New York Hydropathic and Physiological School was founded by Russell Thacher Trall, MD on October 1, 1853 at 15 Laight Street, in New York City. It is chiefly notable today as one of the first medical schools in the United States to admit women candidates for the Doctor of Medicine degree. New England Female Medical College in Boston was the first, opening its doors in 1848. In 1855 the school graduated 50 physicians, "...about half of which were women."[1] By an act of the New York State Legislature in 1857 the school's name was changed to New York Hygeio-Therapeutic College and the school was authorized to confer the degree of Doctor of Medicine. In 1858 the school graduated another 60 physicians, and again the number of female graduates was about half that number.[2][3]

The school emphasized hydropathy, also known as the "water cure," dietary therapies, sanitation, hygiene, exercise, and abandoning most of the materia medica used by allopathic physicians.[4] Founder Russell T. Trall was one of the first medical advocates of Vegan nutrition[5][6] The school moved to Florence, New Jersey by 1869 and continued in operation until 1875 when it was offered for sale.

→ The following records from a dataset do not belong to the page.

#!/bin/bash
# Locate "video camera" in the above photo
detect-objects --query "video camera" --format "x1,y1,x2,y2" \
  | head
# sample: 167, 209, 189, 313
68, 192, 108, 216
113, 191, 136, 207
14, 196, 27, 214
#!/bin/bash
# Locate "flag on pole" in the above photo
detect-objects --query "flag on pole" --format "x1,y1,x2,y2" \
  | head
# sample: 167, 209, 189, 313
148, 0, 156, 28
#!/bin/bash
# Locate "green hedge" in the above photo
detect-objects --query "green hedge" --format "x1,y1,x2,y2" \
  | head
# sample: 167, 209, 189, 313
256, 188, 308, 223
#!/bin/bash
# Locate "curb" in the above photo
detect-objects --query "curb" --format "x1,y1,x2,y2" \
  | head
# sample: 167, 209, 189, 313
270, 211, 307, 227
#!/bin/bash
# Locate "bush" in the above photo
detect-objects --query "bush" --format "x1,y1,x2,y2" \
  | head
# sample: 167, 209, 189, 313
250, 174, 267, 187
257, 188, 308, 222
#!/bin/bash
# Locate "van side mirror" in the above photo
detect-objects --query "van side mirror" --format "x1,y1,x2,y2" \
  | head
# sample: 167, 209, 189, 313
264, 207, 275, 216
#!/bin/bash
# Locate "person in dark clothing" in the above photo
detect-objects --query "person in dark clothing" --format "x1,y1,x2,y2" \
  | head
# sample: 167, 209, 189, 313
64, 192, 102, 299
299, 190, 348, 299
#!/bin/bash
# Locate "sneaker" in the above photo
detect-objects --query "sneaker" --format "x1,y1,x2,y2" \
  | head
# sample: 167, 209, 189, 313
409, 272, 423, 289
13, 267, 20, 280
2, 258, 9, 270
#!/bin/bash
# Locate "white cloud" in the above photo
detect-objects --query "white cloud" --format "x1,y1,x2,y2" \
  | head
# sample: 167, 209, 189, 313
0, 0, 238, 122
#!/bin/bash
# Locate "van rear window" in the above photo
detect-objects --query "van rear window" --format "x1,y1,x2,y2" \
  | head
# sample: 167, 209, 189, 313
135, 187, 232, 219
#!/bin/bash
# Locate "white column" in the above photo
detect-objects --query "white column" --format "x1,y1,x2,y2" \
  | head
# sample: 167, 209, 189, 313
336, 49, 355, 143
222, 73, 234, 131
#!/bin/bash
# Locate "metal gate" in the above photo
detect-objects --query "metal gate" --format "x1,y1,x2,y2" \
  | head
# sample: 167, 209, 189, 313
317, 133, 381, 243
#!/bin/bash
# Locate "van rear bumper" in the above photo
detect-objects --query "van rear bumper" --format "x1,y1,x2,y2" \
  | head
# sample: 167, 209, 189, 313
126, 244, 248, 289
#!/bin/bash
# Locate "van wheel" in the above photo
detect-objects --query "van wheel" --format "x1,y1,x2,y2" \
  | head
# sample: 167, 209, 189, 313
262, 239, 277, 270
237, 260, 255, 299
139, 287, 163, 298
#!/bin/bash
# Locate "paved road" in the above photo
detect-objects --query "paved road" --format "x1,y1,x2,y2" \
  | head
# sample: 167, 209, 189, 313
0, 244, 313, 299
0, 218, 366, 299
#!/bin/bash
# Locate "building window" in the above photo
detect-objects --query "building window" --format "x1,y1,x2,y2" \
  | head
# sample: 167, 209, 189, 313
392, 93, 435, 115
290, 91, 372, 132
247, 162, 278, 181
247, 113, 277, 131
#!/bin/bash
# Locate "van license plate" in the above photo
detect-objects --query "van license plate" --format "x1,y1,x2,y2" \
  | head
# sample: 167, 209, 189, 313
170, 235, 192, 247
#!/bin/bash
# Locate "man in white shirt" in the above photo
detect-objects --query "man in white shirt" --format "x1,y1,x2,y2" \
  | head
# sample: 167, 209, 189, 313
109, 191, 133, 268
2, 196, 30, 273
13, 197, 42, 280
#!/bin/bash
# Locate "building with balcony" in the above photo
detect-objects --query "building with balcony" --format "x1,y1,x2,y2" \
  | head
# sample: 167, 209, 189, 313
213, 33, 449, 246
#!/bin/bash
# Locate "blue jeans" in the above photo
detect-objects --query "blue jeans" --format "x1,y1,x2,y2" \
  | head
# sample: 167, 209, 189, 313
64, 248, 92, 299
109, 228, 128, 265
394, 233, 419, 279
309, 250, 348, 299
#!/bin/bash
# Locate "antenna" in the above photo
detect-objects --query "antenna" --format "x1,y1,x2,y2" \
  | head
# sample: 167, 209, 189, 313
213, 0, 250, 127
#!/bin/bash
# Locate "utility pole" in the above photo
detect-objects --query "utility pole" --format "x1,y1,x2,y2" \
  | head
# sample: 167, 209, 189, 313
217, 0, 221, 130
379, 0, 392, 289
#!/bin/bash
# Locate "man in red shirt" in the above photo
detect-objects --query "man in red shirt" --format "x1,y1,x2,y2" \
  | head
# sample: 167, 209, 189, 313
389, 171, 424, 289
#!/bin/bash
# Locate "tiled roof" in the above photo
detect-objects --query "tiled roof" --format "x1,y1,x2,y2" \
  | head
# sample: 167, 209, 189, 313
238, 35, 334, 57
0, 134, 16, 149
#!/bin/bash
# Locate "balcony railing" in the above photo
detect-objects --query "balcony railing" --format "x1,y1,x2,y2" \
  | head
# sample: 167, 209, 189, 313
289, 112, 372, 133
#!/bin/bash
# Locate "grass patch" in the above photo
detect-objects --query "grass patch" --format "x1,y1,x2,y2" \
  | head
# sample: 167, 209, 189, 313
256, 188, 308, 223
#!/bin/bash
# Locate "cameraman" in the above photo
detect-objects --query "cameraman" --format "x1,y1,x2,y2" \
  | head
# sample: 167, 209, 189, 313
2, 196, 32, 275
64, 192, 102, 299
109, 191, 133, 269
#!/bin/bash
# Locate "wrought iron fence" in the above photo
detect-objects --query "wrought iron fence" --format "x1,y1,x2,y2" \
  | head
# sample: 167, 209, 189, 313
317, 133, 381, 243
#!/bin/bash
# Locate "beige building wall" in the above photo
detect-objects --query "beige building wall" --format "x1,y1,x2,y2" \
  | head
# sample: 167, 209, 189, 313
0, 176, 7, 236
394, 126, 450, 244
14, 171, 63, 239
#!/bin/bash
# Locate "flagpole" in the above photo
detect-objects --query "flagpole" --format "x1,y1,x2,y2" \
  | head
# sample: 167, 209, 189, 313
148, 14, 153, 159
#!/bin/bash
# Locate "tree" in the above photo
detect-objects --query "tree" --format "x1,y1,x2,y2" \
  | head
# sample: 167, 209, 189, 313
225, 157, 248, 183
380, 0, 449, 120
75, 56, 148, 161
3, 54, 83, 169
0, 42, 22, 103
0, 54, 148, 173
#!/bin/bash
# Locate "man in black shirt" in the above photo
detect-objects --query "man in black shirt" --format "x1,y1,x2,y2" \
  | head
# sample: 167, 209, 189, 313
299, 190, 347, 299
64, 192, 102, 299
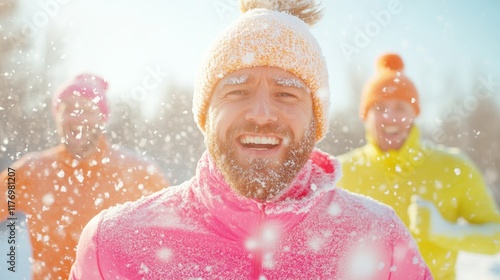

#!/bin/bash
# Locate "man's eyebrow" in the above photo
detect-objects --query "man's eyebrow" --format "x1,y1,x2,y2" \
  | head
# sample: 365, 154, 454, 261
273, 77, 306, 88
219, 75, 248, 88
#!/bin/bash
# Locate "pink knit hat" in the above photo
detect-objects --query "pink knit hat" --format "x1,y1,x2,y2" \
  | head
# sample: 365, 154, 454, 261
52, 73, 109, 121
193, 0, 330, 141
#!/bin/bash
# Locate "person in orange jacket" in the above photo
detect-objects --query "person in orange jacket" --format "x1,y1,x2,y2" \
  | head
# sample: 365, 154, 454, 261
0, 73, 168, 279
338, 53, 500, 280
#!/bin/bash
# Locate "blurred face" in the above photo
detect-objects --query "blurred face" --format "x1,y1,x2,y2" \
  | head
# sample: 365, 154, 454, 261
365, 99, 417, 151
205, 67, 315, 201
56, 96, 104, 159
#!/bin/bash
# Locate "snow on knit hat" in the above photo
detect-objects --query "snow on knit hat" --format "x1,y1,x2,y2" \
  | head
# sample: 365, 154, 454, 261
359, 53, 420, 120
52, 73, 109, 120
193, 0, 330, 141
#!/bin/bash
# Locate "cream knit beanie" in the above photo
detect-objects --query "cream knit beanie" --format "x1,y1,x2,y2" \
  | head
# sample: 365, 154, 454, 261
193, 0, 330, 141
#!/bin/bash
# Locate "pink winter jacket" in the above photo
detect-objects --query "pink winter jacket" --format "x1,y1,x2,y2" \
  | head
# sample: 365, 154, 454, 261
70, 150, 433, 280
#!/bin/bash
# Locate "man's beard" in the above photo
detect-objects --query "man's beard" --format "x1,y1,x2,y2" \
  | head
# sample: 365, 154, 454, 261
206, 121, 316, 201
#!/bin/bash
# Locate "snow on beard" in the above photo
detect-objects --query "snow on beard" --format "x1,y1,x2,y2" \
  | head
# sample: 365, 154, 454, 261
205, 119, 316, 201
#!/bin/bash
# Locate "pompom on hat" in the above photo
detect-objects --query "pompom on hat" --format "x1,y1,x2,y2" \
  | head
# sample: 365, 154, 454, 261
52, 73, 109, 121
193, 0, 330, 141
359, 53, 420, 120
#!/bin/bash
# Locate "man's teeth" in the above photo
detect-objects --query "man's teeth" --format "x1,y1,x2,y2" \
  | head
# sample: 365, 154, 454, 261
384, 126, 399, 134
240, 136, 280, 145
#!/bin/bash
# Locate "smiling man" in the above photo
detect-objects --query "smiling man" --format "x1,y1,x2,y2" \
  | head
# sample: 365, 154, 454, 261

Trall died in 1877 and is buried in Florence, New Jersey.[7][8][9]


  1. ^ New York Hydropathic & Physiological School, L. F. Fowler, and Mary C. Vaughan. Catalogue of the New York Hydropathic & Physiological School, for 1854-5: With the Opening Address of Mrs. L.F. Fowler, M.D. ; an Essay Delivered Before the Lyceum by Mrs. Mary C. Vaughan ; Prospectus of the School ; List of Graduates. New York: Fowlers & Wells, 1855.
  2. ^ Columbus medical journal: A magazine of medicine and surgery, Volume 32. (1908) Columbus Medical Publishing Co. p.152
  3. ^ K. Patrick Ober, (2010). Mark Twain and medicine: "any mummery will cure". Columbia: University of Missouri Press.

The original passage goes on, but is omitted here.